You see it every day in the news. The party comes first, almost every time, regardless of what an individual pol may believe. The party line votes that are routinely taken both here and in Washington serve the party not the best policy solution to a particular problem. Party line votes now make up about 90% of votes in Washington and are routine in Connecticut. Those who buck the party line, will lose favor with the party, and risk losing their seat because the money and party machinery (another form of currency) needed to get elected will be turned off. Maybe it wouldn’t be so bad if we didn’t have to see the puppet cable news guests every night supporting a party at any cost of honesty. This is no secret, most of us know this. But again, this has nothing to do with you and your welfare. That is secondary – nothing personal, just business.

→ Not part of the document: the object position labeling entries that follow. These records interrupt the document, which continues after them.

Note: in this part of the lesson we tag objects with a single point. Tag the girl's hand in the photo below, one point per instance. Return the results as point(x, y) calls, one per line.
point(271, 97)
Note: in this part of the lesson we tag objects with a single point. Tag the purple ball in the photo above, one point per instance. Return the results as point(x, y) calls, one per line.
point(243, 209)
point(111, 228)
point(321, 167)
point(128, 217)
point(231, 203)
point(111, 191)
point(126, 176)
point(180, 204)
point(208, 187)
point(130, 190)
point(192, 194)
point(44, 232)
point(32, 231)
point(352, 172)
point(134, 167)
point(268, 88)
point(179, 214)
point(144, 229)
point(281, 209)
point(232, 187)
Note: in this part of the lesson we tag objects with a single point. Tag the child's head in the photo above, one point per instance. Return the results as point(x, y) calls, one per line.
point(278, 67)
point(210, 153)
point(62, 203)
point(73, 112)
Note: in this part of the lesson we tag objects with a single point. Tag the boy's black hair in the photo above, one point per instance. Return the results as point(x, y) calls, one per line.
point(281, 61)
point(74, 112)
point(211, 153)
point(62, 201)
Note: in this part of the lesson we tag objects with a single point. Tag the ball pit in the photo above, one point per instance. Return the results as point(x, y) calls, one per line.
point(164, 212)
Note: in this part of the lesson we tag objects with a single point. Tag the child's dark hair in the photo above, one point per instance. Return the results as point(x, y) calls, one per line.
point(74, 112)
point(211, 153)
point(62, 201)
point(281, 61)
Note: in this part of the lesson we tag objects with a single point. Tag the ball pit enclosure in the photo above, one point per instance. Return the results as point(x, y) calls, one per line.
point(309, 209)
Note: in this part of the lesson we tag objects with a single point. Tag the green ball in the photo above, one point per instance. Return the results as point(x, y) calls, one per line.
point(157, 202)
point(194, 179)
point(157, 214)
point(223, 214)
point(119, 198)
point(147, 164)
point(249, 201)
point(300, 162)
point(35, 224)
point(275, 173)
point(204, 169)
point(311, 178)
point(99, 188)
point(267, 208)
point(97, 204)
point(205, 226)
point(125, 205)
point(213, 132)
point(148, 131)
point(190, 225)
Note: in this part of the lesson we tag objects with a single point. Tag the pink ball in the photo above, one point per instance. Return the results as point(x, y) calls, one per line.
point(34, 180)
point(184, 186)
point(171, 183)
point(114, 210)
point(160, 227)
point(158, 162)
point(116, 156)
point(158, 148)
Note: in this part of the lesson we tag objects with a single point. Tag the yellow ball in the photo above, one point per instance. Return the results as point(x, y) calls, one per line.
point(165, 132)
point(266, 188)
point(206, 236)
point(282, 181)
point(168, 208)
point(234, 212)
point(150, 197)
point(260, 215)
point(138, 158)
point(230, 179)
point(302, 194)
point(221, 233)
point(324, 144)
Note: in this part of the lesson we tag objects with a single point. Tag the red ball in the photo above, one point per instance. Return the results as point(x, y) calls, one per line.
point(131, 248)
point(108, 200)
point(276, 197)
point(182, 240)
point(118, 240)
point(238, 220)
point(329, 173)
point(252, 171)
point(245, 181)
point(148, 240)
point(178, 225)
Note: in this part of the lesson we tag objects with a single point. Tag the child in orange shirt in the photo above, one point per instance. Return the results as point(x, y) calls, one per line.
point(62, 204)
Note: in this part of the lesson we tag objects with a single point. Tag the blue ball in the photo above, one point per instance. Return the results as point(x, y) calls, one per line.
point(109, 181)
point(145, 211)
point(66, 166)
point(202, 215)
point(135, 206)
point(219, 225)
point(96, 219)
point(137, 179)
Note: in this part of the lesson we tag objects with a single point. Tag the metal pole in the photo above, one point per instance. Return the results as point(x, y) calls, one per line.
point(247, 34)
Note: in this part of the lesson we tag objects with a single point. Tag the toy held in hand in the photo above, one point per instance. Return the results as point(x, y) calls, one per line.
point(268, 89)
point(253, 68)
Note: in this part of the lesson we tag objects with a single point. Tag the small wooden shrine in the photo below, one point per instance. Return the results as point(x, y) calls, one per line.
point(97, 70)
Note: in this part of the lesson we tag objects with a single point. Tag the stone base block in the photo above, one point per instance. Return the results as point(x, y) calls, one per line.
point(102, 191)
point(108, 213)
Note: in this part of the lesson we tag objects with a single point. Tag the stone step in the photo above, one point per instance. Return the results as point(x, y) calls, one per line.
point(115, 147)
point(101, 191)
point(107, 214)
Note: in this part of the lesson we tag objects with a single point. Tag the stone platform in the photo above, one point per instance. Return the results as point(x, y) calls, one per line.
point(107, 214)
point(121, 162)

The political system is essentially rigged. Who can get elected without the support of one of the two parties? Almost no one. The entire current Connecticut General Assembly of 187 members has only Democrats and Republicans. The U.S. Congress, made up of 535 members, has a total of two independents (not including Bernie Sanders who is a declared independent but must affiliate with a party machine when running for President to have any hope of success). And by the way, the party machine includes all of the various non-office holding special interest constituencies that benefit from the largess of the party they support with money and time.
But what REALLY makes the system dominate politics the way it does? Well, I hate to say it, but it’s the majority of us dopey people: those that advance the parties with donated time, money and affiliation – whether they be from concerned citizens or the individuals behind a Super PAC.

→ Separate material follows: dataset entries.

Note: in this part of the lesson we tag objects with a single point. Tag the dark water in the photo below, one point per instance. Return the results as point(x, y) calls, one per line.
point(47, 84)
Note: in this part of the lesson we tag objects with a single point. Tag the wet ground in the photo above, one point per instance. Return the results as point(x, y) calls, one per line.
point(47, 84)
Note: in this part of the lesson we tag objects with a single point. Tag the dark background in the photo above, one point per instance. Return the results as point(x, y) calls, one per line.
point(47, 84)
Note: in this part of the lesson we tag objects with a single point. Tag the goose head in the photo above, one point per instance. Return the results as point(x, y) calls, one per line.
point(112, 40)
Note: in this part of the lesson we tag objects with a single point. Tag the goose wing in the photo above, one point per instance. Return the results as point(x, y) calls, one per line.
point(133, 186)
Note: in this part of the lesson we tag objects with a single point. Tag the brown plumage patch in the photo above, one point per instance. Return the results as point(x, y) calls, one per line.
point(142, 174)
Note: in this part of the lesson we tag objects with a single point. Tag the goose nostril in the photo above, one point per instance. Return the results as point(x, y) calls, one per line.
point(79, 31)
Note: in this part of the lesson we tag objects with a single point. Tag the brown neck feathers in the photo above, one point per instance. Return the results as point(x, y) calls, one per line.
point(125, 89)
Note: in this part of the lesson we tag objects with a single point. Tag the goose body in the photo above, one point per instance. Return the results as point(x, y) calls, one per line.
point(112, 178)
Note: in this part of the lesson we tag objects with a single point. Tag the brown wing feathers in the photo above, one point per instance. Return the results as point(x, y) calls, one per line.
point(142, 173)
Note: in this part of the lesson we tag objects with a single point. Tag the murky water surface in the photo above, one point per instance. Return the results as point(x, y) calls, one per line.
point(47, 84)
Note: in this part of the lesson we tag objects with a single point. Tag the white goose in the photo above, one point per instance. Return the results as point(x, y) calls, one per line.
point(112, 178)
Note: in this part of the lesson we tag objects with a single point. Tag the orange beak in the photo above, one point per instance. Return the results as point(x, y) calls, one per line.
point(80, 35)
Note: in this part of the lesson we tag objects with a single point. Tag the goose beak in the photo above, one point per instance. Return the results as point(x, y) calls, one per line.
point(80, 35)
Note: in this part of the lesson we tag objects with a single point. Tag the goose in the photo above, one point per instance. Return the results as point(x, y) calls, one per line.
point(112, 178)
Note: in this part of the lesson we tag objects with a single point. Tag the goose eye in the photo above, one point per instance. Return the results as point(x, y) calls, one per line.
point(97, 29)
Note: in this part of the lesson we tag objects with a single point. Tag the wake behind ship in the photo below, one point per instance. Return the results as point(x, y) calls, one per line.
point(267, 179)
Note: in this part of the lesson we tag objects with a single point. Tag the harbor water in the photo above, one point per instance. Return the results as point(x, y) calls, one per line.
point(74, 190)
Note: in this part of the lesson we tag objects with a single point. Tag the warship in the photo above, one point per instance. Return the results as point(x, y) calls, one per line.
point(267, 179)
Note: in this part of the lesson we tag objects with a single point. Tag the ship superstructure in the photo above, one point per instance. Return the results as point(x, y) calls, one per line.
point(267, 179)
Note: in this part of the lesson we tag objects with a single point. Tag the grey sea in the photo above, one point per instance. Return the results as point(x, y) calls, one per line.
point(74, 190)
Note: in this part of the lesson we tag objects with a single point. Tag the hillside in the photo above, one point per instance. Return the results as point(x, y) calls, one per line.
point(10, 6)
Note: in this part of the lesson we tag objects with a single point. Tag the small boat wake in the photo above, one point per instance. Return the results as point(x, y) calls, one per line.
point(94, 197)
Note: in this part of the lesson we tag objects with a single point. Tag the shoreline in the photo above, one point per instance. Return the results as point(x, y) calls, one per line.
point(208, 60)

According to Gallup people are wising up to this nefarious domination. In 2004 (the beginning of the polling data), independents sometimes outnumbered either of the two parties and sometimes did not. But since about 2010, the number of people identifying as independent was consistently larger than those identifying as Republican or Democrat, often by fairly wide margins. In the two polls taken in 2020 so far, the average for those identifying as independents was 43.5%, which beat Republican identification by 15 points and Democrat by 16 points.
So do America a favor and shed your party affiliation. (You can still vote for whoever you want to). It’s easy and it’s free. It will actually save you money if you currently donate. Although it might make policy positions less clear since there won’t be as automatic one-stop shopping for opinion formation. Or keep your affiliation and watch the parties descend even further into the abyss dragging all of us with them.